SANTO ANTONIO, Sao Tome and Principe - The 5,000 inhabitants of the remote West African island of Principe were given their first opportunity to take HIV tests on Thursday.

A team from the international medical group Medicos do Mundo offered tests for the virus which causes AIDS at a hospital on the tiny isle, which lies some 140 km (90 miles) from its larger sister island of Sao Tome in the Gulf of Guinea.

"This is a small and isolated island but people here should be given exactly the same chance as everyone in the bigger island of Sao Tome to receive information about HIV and get access to tests," said Bruno Cardoso, the NGO's coordinator in the archipelago.

Madalena Santos, a 39-year-old mother of four, was one of the first to arrive for screening at the island's main town of Santo Antonio.

"If we know that we're infected we can't make sure that we don't infect others and if we know we're not, we can make sure it stays that way," she said.

In 2003, Medicos do Mundo became the first organisation to carry out tests in Sao Tome, which has a population of around 150,000 people.
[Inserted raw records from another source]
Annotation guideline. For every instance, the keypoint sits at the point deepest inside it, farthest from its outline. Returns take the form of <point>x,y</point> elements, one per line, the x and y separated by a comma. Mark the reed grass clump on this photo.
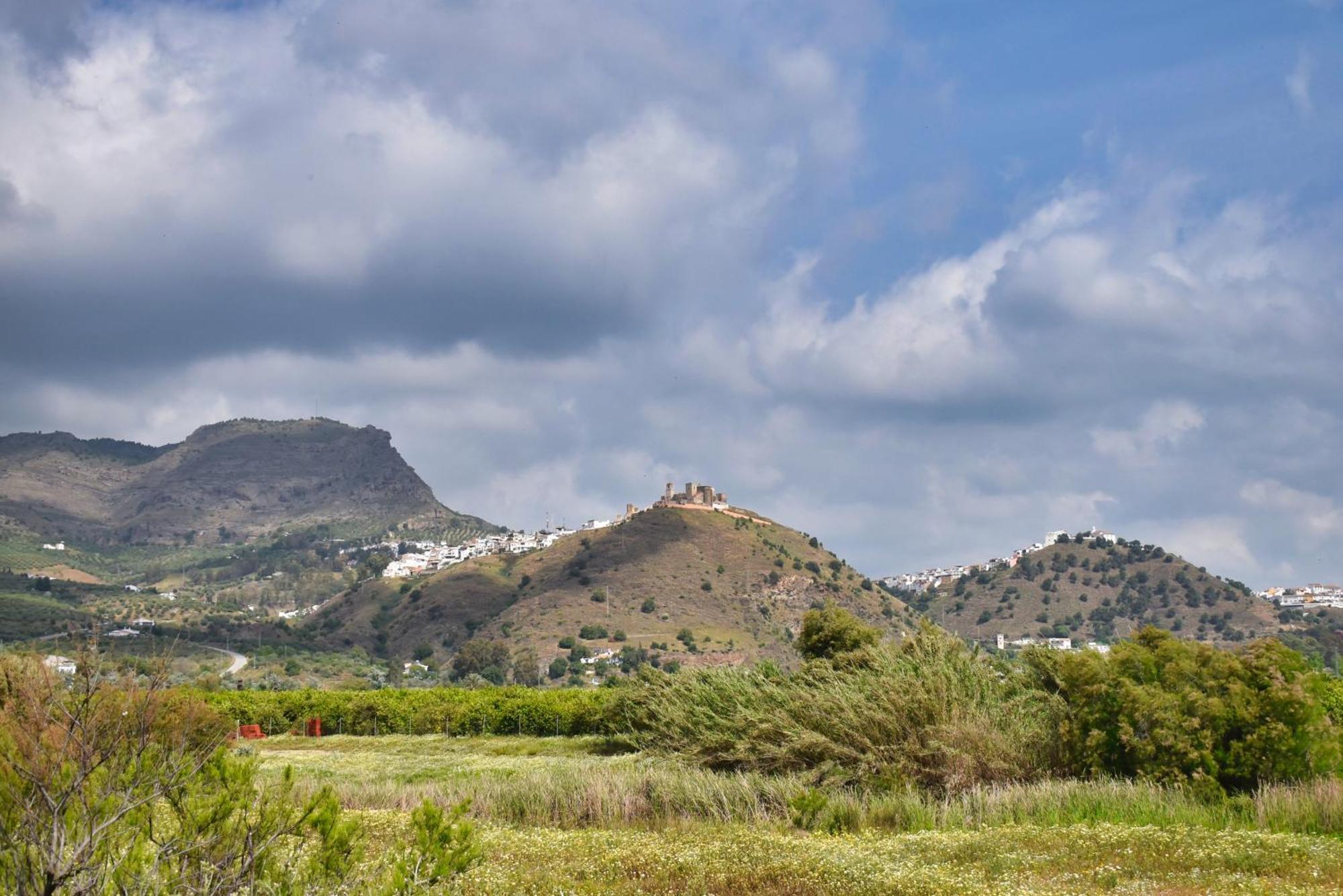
<point>929,713</point>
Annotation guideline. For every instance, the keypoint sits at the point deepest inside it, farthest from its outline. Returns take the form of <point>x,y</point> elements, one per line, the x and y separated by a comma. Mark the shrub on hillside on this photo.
<point>833,631</point>
<point>1185,713</point>
<point>929,711</point>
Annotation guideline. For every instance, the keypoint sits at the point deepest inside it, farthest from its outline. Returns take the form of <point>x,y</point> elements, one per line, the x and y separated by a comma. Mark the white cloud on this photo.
<point>1164,426</point>
<point>1314,514</point>
<point>1299,85</point>
<point>1216,542</point>
<point>925,338</point>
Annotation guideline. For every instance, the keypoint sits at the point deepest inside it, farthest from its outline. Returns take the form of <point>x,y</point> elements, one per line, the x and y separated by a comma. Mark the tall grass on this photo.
<point>459,711</point>
<point>565,784</point>
<point>927,713</point>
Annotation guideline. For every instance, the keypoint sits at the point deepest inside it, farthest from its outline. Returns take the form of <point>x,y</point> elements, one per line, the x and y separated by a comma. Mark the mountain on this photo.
<point>741,587</point>
<point>1098,592</point>
<point>238,478</point>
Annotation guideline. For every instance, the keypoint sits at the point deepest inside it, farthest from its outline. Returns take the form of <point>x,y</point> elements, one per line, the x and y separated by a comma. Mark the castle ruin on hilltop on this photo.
<point>695,495</point>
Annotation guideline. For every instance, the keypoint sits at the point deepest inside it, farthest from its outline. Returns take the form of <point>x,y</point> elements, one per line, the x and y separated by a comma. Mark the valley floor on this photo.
<point>565,816</point>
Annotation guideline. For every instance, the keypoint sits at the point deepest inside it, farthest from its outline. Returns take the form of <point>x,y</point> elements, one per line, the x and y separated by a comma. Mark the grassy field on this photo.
<point>565,816</point>
<point>737,860</point>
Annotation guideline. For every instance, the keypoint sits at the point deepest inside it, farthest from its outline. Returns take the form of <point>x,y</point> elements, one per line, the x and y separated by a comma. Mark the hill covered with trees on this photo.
<point>1097,591</point>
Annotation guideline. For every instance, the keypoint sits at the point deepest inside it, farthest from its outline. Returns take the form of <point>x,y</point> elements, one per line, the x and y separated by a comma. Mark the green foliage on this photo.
<point>806,808</point>
<point>1187,713</point>
<point>484,658</point>
<point>119,788</point>
<point>445,847</point>
<point>832,632</point>
<point>929,713</point>
<point>459,711</point>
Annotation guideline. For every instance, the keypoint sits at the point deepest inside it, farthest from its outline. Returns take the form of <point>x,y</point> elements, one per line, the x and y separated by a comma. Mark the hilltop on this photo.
<point>738,585</point>
<point>1097,591</point>
<point>226,482</point>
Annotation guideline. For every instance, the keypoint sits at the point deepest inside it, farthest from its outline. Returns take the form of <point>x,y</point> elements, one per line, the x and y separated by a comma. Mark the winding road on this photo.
<point>237,666</point>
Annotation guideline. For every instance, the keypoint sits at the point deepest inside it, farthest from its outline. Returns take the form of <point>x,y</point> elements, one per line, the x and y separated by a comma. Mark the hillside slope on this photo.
<point>1098,592</point>
<point>242,477</point>
<point>739,587</point>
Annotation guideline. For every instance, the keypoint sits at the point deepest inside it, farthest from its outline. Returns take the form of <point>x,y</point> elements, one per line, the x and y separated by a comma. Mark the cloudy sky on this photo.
<point>925,278</point>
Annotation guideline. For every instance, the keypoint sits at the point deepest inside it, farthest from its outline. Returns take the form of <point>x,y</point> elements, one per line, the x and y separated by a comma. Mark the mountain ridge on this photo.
<point>237,478</point>
<point>739,587</point>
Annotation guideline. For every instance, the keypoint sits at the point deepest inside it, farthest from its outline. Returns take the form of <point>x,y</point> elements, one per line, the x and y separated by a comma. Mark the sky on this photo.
<point>926,279</point>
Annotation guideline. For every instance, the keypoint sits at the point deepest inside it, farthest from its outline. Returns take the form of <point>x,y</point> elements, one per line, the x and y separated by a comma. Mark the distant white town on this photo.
<point>935,576</point>
<point>422,557</point>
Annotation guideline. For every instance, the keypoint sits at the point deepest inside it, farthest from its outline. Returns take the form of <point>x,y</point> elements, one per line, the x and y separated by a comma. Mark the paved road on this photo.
<point>237,666</point>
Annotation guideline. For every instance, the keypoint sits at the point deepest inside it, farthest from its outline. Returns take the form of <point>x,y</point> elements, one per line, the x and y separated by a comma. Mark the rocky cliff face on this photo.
<point>245,475</point>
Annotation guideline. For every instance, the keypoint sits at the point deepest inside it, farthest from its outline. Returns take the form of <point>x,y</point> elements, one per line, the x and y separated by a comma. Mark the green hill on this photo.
<point>226,482</point>
<point>1098,592</point>
<point>739,587</point>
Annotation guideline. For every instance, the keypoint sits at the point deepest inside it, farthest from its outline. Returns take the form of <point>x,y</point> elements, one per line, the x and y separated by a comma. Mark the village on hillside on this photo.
<point>1307,596</point>
<point>424,557</point>
<point>935,576</point>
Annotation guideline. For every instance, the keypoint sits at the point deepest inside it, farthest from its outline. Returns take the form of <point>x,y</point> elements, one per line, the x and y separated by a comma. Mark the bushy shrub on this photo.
<point>929,711</point>
<point>1185,713</point>
<point>833,631</point>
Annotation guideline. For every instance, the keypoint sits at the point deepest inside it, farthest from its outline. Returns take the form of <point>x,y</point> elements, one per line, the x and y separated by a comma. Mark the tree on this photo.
<point>526,668</point>
<point>445,847</point>
<point>832,631</point>
<point>124,787</point>
<point>1184,713</point>
<point>484,658</point>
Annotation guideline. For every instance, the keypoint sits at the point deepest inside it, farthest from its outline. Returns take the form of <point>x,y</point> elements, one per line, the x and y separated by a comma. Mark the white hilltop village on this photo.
<point>424,557</point>
<point>1306,596</point>
<point>935,576</point>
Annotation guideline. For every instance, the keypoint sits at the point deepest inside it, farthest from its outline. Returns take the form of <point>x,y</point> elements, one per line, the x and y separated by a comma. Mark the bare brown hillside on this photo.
<point>1091,592</point>
<point>246,477</point>
<point>739,587</point>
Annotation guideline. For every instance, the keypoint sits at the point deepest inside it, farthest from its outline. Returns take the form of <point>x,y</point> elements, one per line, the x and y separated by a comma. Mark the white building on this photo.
<point>62,664</point>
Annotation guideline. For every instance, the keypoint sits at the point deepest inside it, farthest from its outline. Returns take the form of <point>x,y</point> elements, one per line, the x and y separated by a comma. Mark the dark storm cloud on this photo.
<point>555,250</point>
<point>417,175</point>
<point>50,30</point>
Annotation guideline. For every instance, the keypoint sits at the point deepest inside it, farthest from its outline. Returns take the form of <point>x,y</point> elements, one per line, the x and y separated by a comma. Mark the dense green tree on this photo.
<point>832,631</point>
<point>1178,711</point>
<point>484,658</point>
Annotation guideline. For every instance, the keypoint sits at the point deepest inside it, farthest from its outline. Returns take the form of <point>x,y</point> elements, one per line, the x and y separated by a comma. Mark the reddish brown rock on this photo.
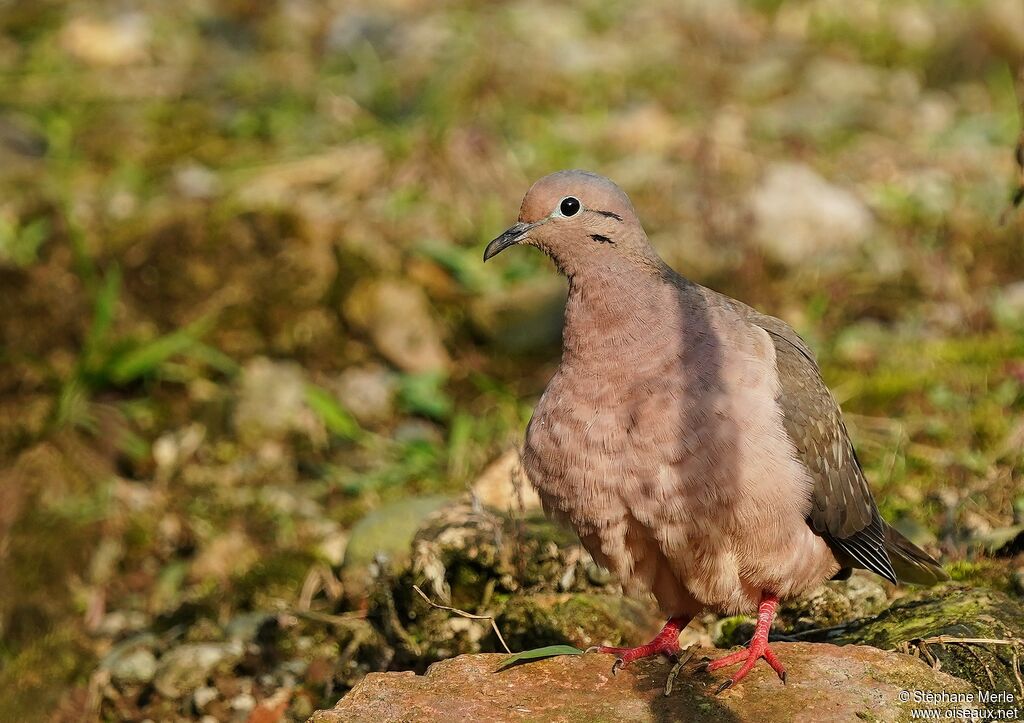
<point>851,683</point>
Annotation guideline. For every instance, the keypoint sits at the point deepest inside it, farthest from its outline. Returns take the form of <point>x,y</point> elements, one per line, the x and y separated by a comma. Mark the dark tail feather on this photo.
<point>910,562</point>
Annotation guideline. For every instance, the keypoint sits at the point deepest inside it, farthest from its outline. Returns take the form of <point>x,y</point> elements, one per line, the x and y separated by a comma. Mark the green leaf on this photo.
<point>103,308</point>
<point>424,394</point>
<point>539,653</point>
<point>143,359</point>
<point>335,417</point>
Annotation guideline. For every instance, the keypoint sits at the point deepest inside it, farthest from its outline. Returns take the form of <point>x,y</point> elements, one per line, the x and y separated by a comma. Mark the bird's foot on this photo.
<point>665,643</point>
<point>758,648</point>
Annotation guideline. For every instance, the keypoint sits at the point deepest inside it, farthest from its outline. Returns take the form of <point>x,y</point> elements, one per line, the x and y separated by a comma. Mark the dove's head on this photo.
<point>582,221</point>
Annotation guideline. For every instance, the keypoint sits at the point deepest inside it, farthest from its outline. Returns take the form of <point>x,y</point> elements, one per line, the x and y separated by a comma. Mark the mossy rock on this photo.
<point>582,620</point>
<point>386,534</point>
<point>832,603</point>
<point>914,624</point>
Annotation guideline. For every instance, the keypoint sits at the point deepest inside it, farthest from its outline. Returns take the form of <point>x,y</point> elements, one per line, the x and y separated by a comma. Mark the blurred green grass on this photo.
<point>187,187</point>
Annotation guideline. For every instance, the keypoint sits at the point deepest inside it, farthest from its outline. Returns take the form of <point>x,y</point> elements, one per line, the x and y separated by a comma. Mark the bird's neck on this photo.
<point>609,310</point>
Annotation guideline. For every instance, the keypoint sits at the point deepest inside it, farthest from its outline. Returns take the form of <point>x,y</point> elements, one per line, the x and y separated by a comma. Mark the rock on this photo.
<point>524,571</point>
<point>581,620</point>
<point>271,400</point>
<point>397,317</point>
<point>186,668</point>
<point>132,661</point>
<point>521,319</point>
<point>829,604</point>
<point>915,625</point>
<point>824,683</point>
<point>368,392</point>
<point>800,215</point>
<point>386,533</point>
<point>121,41</point>
<point>835,602</point>
<point>504,486</point>
<point>232,553</point>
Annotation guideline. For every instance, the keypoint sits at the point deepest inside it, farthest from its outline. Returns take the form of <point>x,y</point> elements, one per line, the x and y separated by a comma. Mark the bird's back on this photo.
<point>660,440</point>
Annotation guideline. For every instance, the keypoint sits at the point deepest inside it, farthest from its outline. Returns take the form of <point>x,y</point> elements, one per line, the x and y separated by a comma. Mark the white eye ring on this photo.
<point>568,207</point>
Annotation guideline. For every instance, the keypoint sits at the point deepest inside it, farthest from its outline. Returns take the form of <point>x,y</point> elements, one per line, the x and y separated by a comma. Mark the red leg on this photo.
<point>666,642</point>
<point>757,649</point>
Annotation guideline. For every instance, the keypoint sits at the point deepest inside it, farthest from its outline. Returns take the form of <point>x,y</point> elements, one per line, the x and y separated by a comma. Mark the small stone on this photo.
<point>800,215</point>
<point>132,662</point>
<point>504,486</point>
<point>386,533</point>
<point>204,696</point>
<point>272,399</point>
<point>396,315</point>
<point>851,683</point>
<point>368,392</point>
<point>121,41</point>
<point>243,703</point>
<point>187,667</point>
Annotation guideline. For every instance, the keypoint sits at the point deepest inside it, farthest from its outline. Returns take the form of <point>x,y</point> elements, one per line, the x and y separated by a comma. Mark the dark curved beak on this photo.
<point>510,238</point>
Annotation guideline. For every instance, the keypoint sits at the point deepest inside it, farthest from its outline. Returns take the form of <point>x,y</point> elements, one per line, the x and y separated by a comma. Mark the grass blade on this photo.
<point>539,653</point>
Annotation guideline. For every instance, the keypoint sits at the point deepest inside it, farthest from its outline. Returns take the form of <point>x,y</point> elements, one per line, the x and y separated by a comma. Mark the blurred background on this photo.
<point>242,303</point>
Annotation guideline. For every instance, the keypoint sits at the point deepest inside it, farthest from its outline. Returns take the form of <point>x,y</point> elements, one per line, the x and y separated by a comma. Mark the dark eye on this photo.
<point>569,206</point>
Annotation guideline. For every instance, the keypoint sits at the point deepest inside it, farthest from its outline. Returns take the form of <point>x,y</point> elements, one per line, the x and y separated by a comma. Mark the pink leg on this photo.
<point>666,642</point>
<point>758,648</point>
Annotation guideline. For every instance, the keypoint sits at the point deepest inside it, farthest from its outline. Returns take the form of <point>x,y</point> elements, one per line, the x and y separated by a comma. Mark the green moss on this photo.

Some 4,000 tests have been done, with a prevalence rate of 2.4 percent.

But Cardoso believes the rate is higher as most testing was done in urban areas where people are informed about AIDS.

"In the south of Sao Tome for example, people have less access to condoms and have multiple partners," he added.

The former Portuguese colony, which recently discovered large off-shore oil deposits, remains one of the only African countries to offer retroviral therapy to all HIV sufferers.

But Cardoso said the challenges of combating the spread of the disease in the impoverished nation remained enormous.

"This is a small country but the roads are bad and people don't have access to hospitals or health centres," he said. "It can take two hours to walk to a place that has condoms so people often prefer not to use them. That's very dangerous."